O universo que envolve os personagens é muito rico e transforma a narrativa original. Vemos que Maria Lucia gosta de fumar maconha e que estuda para ser arquiteta – isso em Brasília. João é um homem duro, já que a vida o fez assim. Mas depois de conhecer Maria Lucia quando fugia da polícia, ele lhe dá uma flor. Mas ao invés de apelar para o clichê de arrancar uma rosa bonita de um canteiro qualquer, o carpinteiro faz uma flor de madeira para o novo amor. E aí os roteiristas mostram que Santo Cristo tem um lado terno, mas continua duro. Jeremias é cercado de muita gente, normalmente com festas regadas a bebida e muita droga e, vejam que interessante, a primeira vez que João e ele se encontram, o playboy está numa sacada, se gabando de sua posição superior e sempre usando de várias ofensas para atingir o nordestino por causa de sua classe e sua cor. Aliás, o diretor usa em vários momentos uma câmera num ângulo inferior para duas coisas: um para reforçar a sensação de inferioridade e outra homenageando o gênero do faroeste. São constantes os closes típicos do gênero, principalmente no encontro derradeiro entre João e Jeremias.

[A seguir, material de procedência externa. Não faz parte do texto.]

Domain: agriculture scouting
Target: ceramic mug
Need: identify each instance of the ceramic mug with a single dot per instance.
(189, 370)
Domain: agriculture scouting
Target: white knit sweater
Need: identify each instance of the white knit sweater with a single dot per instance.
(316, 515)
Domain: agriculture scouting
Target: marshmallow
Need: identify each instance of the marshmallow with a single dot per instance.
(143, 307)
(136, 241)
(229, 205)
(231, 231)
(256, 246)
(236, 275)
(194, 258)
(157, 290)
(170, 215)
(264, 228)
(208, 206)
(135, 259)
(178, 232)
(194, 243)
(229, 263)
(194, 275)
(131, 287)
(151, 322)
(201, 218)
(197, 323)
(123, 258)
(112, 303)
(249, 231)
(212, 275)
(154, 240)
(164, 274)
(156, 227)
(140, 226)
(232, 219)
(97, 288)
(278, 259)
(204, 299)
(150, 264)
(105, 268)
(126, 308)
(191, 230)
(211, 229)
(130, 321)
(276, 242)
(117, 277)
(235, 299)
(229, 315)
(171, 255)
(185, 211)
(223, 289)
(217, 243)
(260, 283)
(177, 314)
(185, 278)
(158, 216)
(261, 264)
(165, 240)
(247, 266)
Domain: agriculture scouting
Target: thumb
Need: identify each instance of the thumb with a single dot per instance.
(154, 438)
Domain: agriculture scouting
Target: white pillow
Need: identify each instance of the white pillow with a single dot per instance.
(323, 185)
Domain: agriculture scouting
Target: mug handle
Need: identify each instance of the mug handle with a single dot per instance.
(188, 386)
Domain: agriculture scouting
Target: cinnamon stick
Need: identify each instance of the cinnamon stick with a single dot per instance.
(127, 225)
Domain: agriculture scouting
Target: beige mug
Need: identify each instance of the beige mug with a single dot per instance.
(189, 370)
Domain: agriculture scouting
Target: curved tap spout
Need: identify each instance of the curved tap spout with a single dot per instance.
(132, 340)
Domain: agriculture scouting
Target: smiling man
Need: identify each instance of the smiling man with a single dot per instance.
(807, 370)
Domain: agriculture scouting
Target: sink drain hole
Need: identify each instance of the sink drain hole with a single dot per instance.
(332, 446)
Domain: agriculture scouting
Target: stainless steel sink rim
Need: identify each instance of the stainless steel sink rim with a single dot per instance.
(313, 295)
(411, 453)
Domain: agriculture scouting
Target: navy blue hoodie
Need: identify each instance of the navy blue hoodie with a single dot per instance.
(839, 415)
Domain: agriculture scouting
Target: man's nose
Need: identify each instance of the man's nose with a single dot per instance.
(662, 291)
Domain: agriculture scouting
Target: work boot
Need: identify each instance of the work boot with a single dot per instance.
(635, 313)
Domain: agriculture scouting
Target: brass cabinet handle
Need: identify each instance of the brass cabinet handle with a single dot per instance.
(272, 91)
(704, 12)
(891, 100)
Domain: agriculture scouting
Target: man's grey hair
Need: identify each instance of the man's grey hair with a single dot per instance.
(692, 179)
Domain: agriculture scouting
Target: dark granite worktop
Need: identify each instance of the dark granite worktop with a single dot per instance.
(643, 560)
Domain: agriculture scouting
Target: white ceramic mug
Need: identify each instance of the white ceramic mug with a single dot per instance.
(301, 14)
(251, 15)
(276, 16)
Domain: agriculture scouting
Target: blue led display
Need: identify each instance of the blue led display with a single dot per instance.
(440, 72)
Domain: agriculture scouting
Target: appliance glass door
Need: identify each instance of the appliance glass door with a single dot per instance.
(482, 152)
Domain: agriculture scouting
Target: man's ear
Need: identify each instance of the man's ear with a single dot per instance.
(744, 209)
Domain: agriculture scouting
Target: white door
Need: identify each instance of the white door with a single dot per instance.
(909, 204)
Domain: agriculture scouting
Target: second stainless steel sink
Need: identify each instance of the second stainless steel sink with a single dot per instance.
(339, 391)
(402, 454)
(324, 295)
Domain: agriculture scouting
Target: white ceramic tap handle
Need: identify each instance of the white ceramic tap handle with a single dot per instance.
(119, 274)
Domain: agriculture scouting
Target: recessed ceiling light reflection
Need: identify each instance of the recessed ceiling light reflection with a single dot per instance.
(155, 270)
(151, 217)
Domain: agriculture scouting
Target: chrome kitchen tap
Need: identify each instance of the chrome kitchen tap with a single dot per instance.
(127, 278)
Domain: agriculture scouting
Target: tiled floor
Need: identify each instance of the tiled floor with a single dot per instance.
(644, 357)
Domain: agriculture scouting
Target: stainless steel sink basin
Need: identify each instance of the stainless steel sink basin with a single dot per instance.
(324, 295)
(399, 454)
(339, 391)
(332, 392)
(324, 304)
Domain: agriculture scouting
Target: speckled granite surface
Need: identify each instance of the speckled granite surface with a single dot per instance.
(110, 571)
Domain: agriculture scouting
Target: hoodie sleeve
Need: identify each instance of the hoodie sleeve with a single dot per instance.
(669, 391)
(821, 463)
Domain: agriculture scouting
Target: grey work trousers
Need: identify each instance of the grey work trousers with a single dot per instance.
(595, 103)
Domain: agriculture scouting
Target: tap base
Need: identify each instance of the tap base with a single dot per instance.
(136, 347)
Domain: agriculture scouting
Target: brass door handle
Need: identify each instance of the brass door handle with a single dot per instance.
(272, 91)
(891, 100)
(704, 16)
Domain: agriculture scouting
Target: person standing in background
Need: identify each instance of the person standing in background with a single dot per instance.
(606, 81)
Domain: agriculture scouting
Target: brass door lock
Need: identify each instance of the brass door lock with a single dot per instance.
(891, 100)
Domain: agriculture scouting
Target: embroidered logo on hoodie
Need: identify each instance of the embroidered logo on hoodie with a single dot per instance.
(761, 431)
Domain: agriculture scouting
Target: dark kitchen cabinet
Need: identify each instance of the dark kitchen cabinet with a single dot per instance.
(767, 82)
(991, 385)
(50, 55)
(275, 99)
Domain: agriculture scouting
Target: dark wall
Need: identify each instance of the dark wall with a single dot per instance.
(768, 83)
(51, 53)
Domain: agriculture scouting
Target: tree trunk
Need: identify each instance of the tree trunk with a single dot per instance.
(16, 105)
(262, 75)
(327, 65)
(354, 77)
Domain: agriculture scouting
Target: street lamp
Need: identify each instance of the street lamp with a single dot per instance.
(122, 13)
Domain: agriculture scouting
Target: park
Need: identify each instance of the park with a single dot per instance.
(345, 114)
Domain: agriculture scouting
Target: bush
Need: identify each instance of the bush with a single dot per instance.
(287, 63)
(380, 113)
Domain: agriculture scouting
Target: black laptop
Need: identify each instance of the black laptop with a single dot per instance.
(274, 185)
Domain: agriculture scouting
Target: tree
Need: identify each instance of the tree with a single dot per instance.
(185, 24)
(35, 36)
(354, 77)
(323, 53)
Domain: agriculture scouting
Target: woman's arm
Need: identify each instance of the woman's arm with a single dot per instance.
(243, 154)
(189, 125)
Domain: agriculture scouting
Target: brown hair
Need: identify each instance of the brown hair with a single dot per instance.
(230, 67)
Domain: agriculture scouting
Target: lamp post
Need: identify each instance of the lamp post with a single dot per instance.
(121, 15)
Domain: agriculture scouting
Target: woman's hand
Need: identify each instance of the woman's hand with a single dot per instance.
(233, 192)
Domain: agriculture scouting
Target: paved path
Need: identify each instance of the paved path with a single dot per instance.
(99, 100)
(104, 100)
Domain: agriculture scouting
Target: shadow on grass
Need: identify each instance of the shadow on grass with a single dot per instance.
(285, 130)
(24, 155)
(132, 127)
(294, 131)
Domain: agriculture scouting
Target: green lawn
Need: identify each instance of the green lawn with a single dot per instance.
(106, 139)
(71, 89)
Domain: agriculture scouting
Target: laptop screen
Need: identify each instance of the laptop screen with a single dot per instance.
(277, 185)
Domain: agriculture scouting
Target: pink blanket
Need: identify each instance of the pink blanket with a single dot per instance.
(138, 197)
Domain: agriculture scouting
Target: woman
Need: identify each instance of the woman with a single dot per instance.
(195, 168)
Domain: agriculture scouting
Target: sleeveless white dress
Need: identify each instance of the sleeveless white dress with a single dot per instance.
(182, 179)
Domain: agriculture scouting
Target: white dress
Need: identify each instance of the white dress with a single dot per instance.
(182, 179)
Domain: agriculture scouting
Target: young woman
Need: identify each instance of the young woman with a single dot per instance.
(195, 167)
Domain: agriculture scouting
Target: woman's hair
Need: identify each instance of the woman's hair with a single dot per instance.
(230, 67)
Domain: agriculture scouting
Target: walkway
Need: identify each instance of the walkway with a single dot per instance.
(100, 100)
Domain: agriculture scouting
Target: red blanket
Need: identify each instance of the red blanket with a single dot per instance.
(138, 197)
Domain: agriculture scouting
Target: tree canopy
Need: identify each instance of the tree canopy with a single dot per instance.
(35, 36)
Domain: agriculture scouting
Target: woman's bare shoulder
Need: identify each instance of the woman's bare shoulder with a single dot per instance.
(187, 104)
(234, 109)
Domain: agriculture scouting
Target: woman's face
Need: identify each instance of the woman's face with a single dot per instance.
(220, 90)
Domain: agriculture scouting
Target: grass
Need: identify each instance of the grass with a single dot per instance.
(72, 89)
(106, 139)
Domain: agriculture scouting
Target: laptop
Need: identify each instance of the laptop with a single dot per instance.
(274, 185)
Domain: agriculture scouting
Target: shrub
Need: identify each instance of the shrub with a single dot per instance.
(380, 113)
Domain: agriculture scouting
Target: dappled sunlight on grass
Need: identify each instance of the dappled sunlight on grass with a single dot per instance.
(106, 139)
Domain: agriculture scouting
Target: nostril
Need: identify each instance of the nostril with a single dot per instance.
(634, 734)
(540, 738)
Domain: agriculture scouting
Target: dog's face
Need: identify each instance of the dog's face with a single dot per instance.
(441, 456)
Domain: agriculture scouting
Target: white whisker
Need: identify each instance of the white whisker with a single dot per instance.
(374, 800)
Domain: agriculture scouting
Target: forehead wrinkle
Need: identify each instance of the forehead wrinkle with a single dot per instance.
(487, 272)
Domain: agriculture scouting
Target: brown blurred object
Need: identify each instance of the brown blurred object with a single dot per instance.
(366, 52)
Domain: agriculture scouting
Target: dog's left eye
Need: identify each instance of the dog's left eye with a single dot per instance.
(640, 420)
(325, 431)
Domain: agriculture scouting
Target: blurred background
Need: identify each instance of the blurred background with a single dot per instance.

O filme funciona tão bem que é difícil citar todas as qualidades do roteiro – que, é claro, tem todo o espírito de Renato Russo – e da direção. Pequenas frases da música, mas sem exagero, mudanças na fotografia principalmente depois que João é violentado, o detalhe que o personagem principal literalmente fica com sangue nos olhos ao começar a sua vingança são belos momentos poéticos dentro de algo que já era poesia. E apesar da maioria de nós já gostarmos de João por ser personagem da música, ele é transformado em alguém tão tridimensional e tão carismático que o público se pega torcendo por sua jornada, por mais que o caminho da vingança seja terrível.
Existem erros sim, como a maldição da narração off, tão presente no cinema nacional, ou a cena em que Maria Lucia dispensa João parecer artificial e rápida demais, e depois quando Jeremias embosca Pablo e o primo na Rockonha, o diretor faz Marco Aurélio e seu bando saírem detrás das árvores e da escuridão. É uma cena um tanto galhofa, mas considerando todo o resto, Sampaio é muito seguro na direção. Acredito que alguns fãs de Renato Russo e da Legião Urbana reclamarão da estrutura, mas asseguro a vocês que não é necessário, pois os elementos principais estão lá. Além dos personagens, a Winchester 22, os cinco tiros no bandido traidor e a morte trágica. Por tudo isso, “Faroeste Caboclo” é um ótimo exemplo da safra nacional do cinema. Mesmo que não seja ipsis litteris, com João não conseguindo o queria quando veio pra Brasília com o Diabo ter.